Wednesday, January 7, 2009

Shhhhhhhhhh!

Part of my job is to maintain order (and silence) in the library -- no small challenge in a room with 60+ teenaged girls. I feel like such a goob every time I hear myself say "Giiiirls, be quiet!" I just want to come up with more creative ways to convey that message. I do try to mix it up a little:

"Girls, cut it out."
"Be quiet, guys."
"Let's get quiet."
"Girls, settle down."

and my favorite, "Shhhhhhhhh!"

I just don't know how to phase the douchery out of having to say those things over and over.

Tuesday, January 6, 2009

Naomi Shihab Nye

It was Super Happy Joy Day at work yesterday when two giant boxes of new books were delivered. Today I started to process (fondle) all those new books, which really means examining them really slooooooowly and thinking about how I am going to read them all.

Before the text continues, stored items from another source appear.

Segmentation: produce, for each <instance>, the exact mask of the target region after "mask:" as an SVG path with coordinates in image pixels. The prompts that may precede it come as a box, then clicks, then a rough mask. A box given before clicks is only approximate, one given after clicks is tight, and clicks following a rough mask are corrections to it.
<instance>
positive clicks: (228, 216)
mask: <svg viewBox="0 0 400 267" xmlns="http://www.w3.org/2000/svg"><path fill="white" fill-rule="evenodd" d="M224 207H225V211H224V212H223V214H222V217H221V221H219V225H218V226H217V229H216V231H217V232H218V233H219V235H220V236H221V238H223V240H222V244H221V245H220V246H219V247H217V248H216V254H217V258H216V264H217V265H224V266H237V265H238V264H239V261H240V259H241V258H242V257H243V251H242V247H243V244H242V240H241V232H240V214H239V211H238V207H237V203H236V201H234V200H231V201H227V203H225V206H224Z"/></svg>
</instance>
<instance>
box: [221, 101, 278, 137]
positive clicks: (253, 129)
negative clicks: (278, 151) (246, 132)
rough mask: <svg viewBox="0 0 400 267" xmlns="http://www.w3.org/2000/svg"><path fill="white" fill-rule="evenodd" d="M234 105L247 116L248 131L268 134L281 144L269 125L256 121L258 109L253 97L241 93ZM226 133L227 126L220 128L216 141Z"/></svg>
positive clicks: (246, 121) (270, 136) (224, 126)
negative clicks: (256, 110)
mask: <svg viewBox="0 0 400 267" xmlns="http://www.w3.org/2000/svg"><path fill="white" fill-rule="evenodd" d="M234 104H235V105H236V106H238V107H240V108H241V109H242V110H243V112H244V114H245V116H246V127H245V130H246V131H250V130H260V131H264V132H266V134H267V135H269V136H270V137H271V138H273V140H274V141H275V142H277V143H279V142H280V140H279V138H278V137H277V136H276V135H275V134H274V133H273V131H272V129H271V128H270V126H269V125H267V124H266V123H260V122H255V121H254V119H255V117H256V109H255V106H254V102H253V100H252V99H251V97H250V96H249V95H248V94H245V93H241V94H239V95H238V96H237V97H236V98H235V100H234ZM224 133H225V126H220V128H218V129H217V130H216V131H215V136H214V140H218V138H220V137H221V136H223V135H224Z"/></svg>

One of the new books is Naomi Shihab Nye's A Maze Me. I got lost in this daydream about Nye coming to the school to read to the girls and talk to them about the life of a poet. Later my boss came through, and I told her about my little daydream.

"I know her," she said.

You know her?! Seriously, imagine. This amazing poet who lives here in San Antonio and is just crazy brilliant. To know someone like that. I turned purple.

Sunday, January 4, 2009

The gallery is open

One little project for this weekend was to hang this gallery in our living room.

Some rearranging was necessary, mainly because of this large painting from my grandmother. Painted by Heather's dad in the 1970s, it shows my dad (on the tractor) trying to beat a storm.
I also framed some of these Cabinet of Natural Curiousities prints last week.

Link

The Cabinet of Natural Curiousities is a giant book I've coveted for a few years. Instead of that hulking masterpiece, I found a slim book of prints from the original on the Barnes and Noble clearance table last week. One day I hope I have my own cabinet of curiousities. Oh! We saw a fantastic cabinet of curiousities in the art museum in Hartford over Thanksgiving. My cabinet will have to be cat-proof, of course.